Gül üretiminde geçtiğimiz yıla göre bu sene iklim koşulları biraz daha iyi. Şu ana kadar doğal herhangi bir olumsuzlukla karşılaşılmadı. Yetkililerden alınan bilgilere göre içinde bulunduğumuz Nisan ayı bu şekilde tamamlanırsa en üst seviyede ürün alınabilir. Ve bu sene rekolte 10 bin tonun üzerinde olabilir.

Isparta ekonomisine, dolayısıyla milli ekonomiye her yıl ortalama 50 milyon euro katma değer sağlayan gül yetiştiriciliğinde akademik ve sektör temsilcilerinin katılımıyla yeni bir yol haritası belirlenmesi gerekiyor.    Bu doğrultuda gül üretiminde yeni strateji geliştirmenin zamanı geldi.

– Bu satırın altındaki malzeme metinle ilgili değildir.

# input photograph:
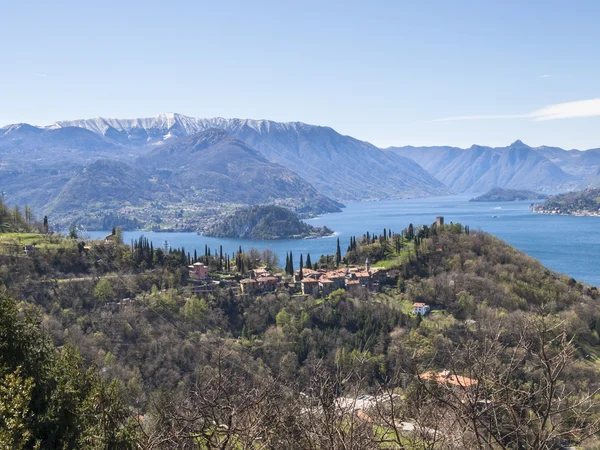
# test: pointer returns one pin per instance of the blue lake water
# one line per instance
(566, 244)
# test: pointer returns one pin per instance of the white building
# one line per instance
(420, 308)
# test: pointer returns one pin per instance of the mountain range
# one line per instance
(173, 171)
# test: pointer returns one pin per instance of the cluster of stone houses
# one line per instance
(315, 282)
(261, 280)
(323, 282)
(198, 271)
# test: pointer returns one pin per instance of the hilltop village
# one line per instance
(318, 283)
(398, 342)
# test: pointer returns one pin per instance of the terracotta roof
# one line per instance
(266, 279)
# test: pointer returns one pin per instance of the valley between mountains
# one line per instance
(173, 172)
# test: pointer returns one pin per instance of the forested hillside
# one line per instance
(579, 203)
(265, 222)
(508, 348)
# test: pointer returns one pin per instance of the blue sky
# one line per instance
(393, 73)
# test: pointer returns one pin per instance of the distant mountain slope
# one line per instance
(508, 195)
(53, 145)
(579, 203)
(265, 222)
(219, 166)
(339, 166)
(479, 168)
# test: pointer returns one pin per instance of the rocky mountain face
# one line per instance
(478, 168)
(265, 222)
(508, 195)
(217, 166)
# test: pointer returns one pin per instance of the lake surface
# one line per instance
(566, 244)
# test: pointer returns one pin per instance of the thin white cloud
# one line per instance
(569, 110)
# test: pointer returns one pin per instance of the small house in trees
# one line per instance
(421, 308)
(198, 270)
(248, 286)
(310, 286)
(448, 378)
(267, 283)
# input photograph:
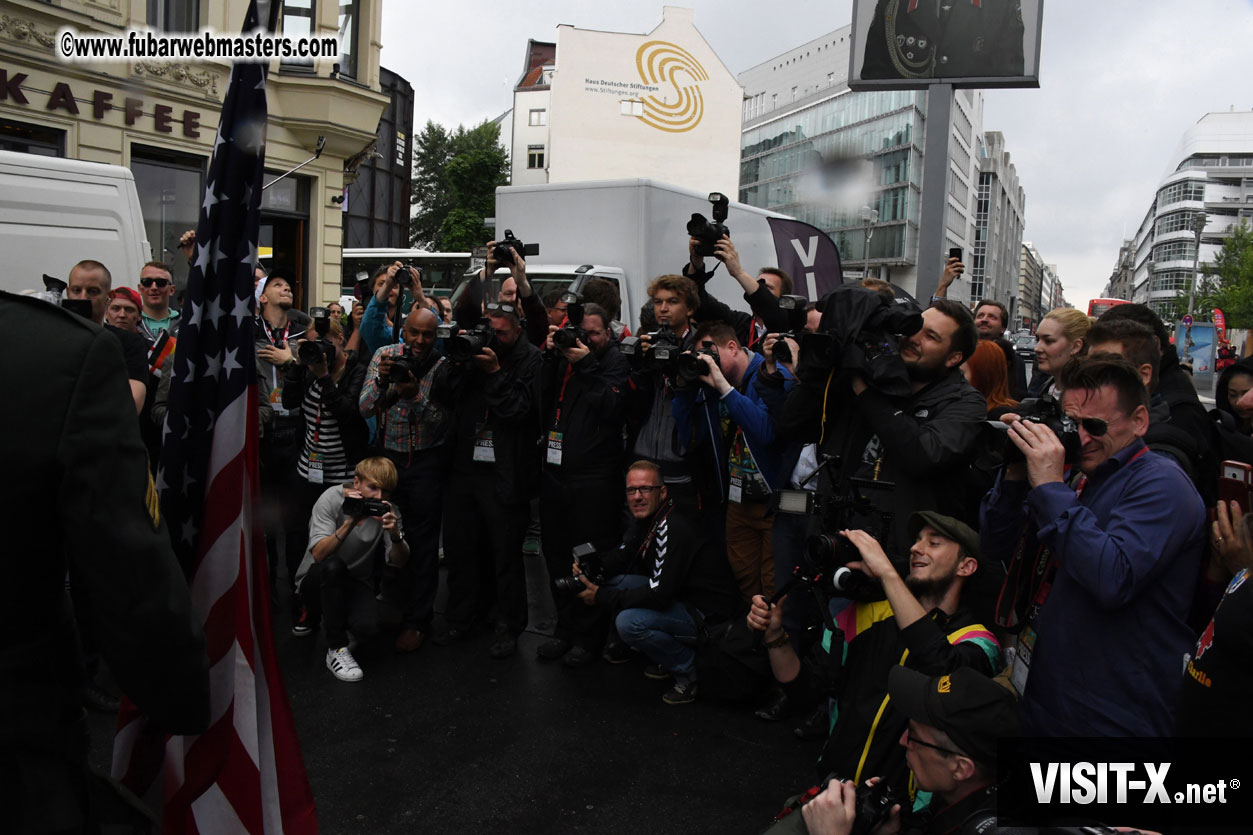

Sektör temsilcilerinden alınan bilgilere göre gül üretiminde sürdürülebilir olmak çok önemli. Bu hedef doğrultusunda geleceğe yönelik orta ve uzun vadeli yeni bir vizyon oluşturmak şart. Aksi durumda ilerleyen yıllarda gül sektörü çok büyük sorunlarla karşılaşabilir.

Dünya gülyağı ihtiyacının 3.500 kilogram olduğu gerçeğiyle hareket edecek olursak, yeni dikilen her fidan ve üretilen her gonca gül çiçeği mevcut gül üreticilerini olumsuz yönde etkilemektedir.

Meseleye; ya ihtiyaç olanı satacaksın, ya da ihtiyaç yaratacaksın mantığıyla baktığımızda, gülyağı tüketimi için yeni ihtiyaç alanları yaratılamadığını görmekteyiz. Dolayısıyla ihtiyaç olan kadarını üretmek en doğrusu.

Yaklaşık 30 bin dekar gül bahçesi bulunan Isparta’da ekim alanlarını çoğaltmak yerine, mevcut dikim alanlarının modern tarım uygulamaları teknikleriyle bakımlarını daha iyi yaparak rekolte ve kalite arttırabilir. 

Isparta’da gül üretiminin lokomotifi olan Gülbirlik sektörde belirleyici konumdadır. 3 bin aktif üyesi, 2 adet gülyağı ve 1 adet konkret fabrikası olmak üzere 3 ünite üretim tesisi ile çalışmalarını titizlikle yürüten Gülbirlik dünya pazarında talep edilen Türk tipi gülyağı kalitesini belirleyen bir çiftçi kuruluşudur.

Rosense markasıyla 120 çeşit kozmetik ve gıda üretimi yapan Gülbirlik yetkilileri üretimden çok pazarlamaya dikkat çekmekteler. Üretim çeşitliliğini arttırmak suretiyle dünya pazarında daha fazla söz sahibi olabilmek için lavanta, kekik ve zambak gibi alternatif ürünlerin teşvik edilmesi gerekmektedir.